Passengers for most major subway systems in America do have tools available online which will at least keep them informed of any likely delays in arriving subway cars. Along with signing up for text or e-mail alerts with the MTA, New York subway riders can check in with the MTA Service Advisory Website to stay on top of planned subway line work times. The DC Metro also offers a Metro Alerts site which allows residents to subscribe to an RSS feed to receive alerts as soon as the Metro issues them. Chicago’s ‘L’ subway system, the third largest urban subway system by annual ridership, also maintains an ‘L’ Train Service Alerts page for both current and upcoming disruptions to regular service.
It’s no exaggeration to say that most of the nation’s subways are operating on century-old technology. Much of the current framework making up New York’s MTA system goes back to the 1930s and dispatchers still manually operate electromechanical relays which switch tracks and turn light signals on or off. This system could change drastically, however, with the advent of communication based train control (CBTC), a next-generation rail signaling technology that sends train location information wirelessly to land-based control equipment. Currently, the MTA relies upon fixed-block signaling separating sections of track into fixed blocks, each block being about 1,000 feet in length. Fixed-block signaling creates buffer zones between cars so that they maintain a safe distance. Although updating to CBTC requires retrofitting rail cars and the lines themselves with new sensor equipment, CBTC requires less maintenance than fixed-block signaling and it does a better job of providing the exact location of vehicles, allowing the MTA to safely operate cars more closely together.

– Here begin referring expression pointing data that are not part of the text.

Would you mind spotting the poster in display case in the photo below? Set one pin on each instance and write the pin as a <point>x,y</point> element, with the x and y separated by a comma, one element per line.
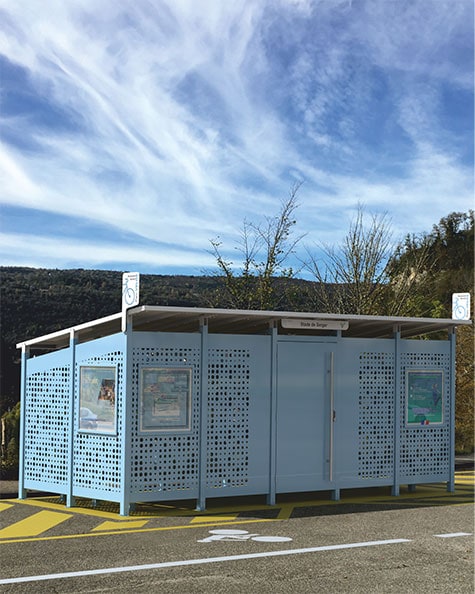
<point>424,397</point>
<point>165,399</point>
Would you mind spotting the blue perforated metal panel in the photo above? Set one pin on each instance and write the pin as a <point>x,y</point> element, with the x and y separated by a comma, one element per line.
<point>47,426</point>
<point>425,449</point>
<point>228,418</point>
<point>376,415</point>
<point>165,464</point>
<point>98,457</point>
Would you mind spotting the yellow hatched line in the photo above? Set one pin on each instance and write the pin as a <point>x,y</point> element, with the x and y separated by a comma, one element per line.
<point>217,519</point>
<point>34,525</point>
<point>125,530</point>
<point>107,525</point>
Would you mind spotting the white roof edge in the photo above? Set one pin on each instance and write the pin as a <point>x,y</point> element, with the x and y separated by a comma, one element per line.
<point>67,331</point>
<point>209,311</point>
<point>294,314</point>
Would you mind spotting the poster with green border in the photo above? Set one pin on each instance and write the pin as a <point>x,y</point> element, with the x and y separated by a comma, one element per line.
<point>165,399</point>
<point>97,399</point>
<point>424,398</point>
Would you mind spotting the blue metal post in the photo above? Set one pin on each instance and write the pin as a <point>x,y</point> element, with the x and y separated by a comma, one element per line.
<point>21,471</point>
<point>271,496</point>
<point>72,394</point>
<point>203,396</point>
<point>451,481</point>
<point>397,410</point>
<point>126,395</point>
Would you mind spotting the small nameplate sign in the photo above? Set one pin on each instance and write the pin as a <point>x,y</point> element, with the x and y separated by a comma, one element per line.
<point>303,324</point>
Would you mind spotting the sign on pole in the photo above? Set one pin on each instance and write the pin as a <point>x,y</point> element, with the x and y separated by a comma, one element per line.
<point>130,290</point>
<point>460,306</point>
<point>314,324</point>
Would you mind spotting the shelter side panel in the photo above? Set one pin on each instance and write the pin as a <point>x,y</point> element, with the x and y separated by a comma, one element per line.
<point>238,415</point>
<point>165,416</point>
<point>425,404</point>
<point>98,421</point>
<point>364,419</point>
<point>47,401</point>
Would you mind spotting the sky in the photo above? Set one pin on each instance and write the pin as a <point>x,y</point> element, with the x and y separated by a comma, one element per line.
<point>134,132</point>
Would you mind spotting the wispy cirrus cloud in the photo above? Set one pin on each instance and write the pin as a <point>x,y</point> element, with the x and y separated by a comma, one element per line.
<point>170,122</point>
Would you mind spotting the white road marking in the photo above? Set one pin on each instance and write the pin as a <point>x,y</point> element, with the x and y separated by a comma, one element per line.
<point>453,534</point>
<point>186,562</point>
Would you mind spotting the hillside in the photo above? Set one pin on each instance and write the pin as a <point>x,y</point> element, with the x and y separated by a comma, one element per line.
<point>39,301</point>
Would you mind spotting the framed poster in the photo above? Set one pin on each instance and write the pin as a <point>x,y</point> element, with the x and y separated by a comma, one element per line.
<point>424,397</point>
<point>97,399</point>
<point>165,399</point>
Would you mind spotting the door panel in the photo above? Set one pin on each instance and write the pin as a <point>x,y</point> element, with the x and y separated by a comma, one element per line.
<point>302,416</point>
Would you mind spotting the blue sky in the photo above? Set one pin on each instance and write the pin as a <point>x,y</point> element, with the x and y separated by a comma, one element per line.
<point>133,132</point>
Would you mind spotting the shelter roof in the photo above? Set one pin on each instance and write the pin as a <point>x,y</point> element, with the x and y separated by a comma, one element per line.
<point>157,318</point>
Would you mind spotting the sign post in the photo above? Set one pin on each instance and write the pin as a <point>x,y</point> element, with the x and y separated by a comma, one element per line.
<point>130,294</point>
<point>460,306</point>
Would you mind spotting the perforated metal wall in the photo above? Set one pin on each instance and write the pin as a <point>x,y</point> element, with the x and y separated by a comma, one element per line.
<point>165,462</point>
<point>228,418</point>
<point>376,415</point>
<point>424,450</point>
<point>47,426</point>
<point>97,457</point>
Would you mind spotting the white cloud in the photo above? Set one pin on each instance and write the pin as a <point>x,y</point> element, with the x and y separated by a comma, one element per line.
<point>175,120</point>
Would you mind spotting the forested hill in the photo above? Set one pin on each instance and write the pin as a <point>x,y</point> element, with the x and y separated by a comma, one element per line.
<point>39,301</point>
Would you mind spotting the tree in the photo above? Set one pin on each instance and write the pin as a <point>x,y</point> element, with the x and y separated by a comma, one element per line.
<point>354,277</point>
<point>437,264</point>
<point>264,251</point>
<point>449,258</point>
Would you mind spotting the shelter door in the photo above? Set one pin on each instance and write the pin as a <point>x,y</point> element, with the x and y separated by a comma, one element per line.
<point>303,409</point>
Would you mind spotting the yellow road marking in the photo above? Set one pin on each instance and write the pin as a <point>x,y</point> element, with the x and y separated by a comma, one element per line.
<point>216,519</point>
<point>286,511</point>
<point>126,531</point>
<point>34,525</point>
<point>120,526</point>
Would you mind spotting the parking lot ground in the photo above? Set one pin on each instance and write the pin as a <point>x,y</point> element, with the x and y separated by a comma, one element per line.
<point>47,517</point>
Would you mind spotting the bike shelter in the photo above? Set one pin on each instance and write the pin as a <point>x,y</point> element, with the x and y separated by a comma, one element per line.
<point>169,403</point>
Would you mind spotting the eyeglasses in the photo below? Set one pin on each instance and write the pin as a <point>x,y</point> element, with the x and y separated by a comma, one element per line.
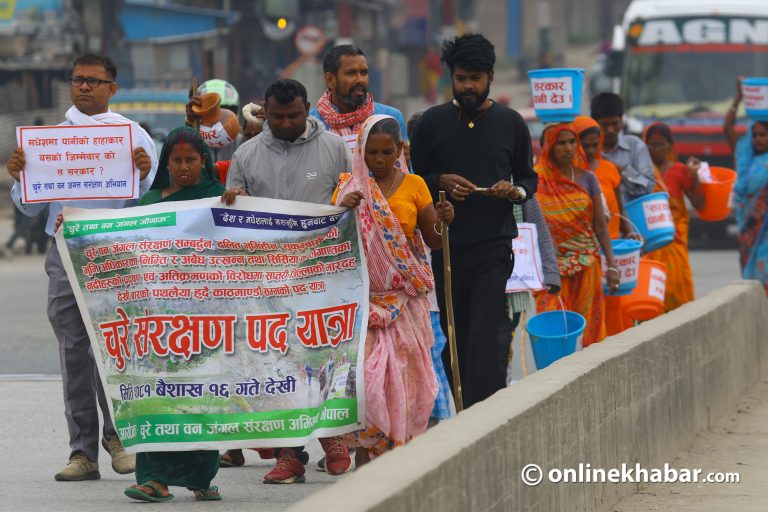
<point>77,81</point>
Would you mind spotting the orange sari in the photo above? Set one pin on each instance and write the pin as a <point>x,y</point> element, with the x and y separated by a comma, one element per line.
<point>607,175</point>
<point>675,255</point>
<point>570,214</point>
<point>609,178</point>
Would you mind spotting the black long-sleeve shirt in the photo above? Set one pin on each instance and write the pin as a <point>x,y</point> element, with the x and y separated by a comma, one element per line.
<point>497,148</point>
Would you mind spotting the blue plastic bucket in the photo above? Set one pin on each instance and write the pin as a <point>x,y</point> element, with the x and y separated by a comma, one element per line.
<point>554,334</point>
<point>556,93</point>
<point>755,92</point>
<point>653,218</point>
<point>626,255</point>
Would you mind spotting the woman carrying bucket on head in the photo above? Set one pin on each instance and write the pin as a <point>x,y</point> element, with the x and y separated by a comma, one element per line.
<point>677,180</point>
<point>569,196</point>
<point>397,218</point>
<point>750,192</point>
<point>591,140</point>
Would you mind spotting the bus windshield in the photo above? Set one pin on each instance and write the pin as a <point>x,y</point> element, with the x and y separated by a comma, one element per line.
<point>700,79</point>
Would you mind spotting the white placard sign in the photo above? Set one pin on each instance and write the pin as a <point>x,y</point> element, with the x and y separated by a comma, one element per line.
<point>755,96</point>
<point>628,265</point>
<point>657,214</point>
<point>552,93</point>
<point>658,284</point>
<point>64,163</point>
<point>527,274</point>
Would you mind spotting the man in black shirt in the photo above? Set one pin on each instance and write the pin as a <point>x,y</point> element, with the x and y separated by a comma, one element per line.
<point>479,152</point>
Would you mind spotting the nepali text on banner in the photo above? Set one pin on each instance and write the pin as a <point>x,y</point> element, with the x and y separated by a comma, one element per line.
<point>220,327</point>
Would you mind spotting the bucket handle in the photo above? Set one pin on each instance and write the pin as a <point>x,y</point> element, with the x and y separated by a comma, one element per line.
<point>565,317</point>
<point>634,226</point>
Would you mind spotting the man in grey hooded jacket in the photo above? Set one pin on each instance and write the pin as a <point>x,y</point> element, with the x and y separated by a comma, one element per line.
<point>293,158</point>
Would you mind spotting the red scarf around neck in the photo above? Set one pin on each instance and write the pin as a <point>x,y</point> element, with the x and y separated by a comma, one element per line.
<point>338,121</point>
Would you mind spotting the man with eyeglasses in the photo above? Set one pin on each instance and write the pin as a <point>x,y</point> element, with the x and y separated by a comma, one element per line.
<point>92,86</point>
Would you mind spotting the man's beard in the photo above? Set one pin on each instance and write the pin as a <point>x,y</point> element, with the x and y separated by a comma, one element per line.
<point>471,101</point>
<point>351,100</point>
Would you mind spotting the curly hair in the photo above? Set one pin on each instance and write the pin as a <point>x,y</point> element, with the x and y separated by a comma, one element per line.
<point>332,59</point>
<point>472,52</point>
<point>285,91</point>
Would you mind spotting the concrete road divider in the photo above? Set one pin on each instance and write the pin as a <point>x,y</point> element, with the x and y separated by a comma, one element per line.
<point>636,399</point>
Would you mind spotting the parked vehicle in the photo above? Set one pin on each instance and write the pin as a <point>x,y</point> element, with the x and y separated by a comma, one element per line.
<point>677,62</point>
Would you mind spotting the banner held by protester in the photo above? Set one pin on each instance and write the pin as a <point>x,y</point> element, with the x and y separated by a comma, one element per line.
<point>203,318</point>
<point>77,162</point>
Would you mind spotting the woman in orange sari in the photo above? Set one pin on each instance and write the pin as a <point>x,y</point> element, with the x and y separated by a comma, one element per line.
<point>570,197</point>
<point>677,180</point>
<point>591,140</point>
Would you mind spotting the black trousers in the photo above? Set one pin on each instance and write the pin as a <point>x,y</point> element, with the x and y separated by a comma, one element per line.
<point>507,328</point>
<point>479,276</point>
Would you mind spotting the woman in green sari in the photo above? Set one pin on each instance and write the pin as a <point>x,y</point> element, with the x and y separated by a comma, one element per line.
<point>185,172</point>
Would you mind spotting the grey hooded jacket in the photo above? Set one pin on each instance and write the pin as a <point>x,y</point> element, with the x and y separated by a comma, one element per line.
<point>306,169</point>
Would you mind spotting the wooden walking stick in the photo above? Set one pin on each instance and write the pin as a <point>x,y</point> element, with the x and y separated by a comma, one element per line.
<point>459,401</point>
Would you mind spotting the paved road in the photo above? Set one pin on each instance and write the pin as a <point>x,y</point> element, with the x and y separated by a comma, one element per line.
<point>735,444</point>
<point>31,349</point>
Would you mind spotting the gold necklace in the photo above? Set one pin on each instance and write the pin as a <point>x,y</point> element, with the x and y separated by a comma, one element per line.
<point>391,185</point>
<point>471,122</point>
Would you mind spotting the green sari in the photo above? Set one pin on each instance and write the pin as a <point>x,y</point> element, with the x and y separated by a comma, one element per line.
<point>195,469</point>
<point>209,185</point>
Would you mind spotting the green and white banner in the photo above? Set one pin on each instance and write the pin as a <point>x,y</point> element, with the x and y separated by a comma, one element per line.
<point>221,327</point>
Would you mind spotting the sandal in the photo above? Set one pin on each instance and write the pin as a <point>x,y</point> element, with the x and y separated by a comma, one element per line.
<point>137,494</point>
<point>210,494</point>
<point>232,459</point>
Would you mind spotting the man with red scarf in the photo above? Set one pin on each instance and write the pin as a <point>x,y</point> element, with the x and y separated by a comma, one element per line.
<point>346,104</point>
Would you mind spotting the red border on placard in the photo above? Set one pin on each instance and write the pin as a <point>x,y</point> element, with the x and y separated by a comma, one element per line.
<point>536,257</point>
<point>51,199</point>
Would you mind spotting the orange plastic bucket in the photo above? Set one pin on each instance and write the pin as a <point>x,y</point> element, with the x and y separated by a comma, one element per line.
<point>717,194</point>
<point>647,299</point>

The sensor architecture supporting CBTC communications for train control includes transponders located along sections of rail track to identify the exact location of a car. That location information is fed to an onboard controller which sends radio signals to a wayside controller at a central control facility including the location, speed and other status updates for a car. Last July, NYC’s MTA gave preliminary approval for a $205.8 million to install CBTC equipment on the Queens Boulevard line.
News reports seem to indicate that New York City’s MTA is perhaps the most forward-thinking subway system in terms of incorporating innovation for rider safety and convenience. In February, the MTA announced plans to replace strip maps on the 2 and 5 lines which would provide riders with more accurate information on subway car location as they wait for cars to arrive. The MTA is also hoping to test open gangway subway car prototypes by 2020; these open gangway cars have no interior doors and could increase passenger space by up to 10 percent. Anyone who has suffered the indignity of waiting underground for the subway without the convenience of an Internet connection won’t have that same problem in MTA stations by the end of 2016, when the entire subway system is expected to be outfitted with Wi-Fi access.
Considering the reliability issues inherent with much of America’s subway infrastructure, the experience afforded to South Koreans in Seoul, home of the world’s third-largest subway transit system in terms of ridership as recently as 2010, seems luxurious by comparison. Subway apps for that city’s transit system allow riders to pay their fare via smartphone similar to how digital wallet payments are accepted. Seoul subway stations also have sliding screen doors preventing station occupants from walking onto the track and automated subway cars like those which could be supported by CBTC technologies.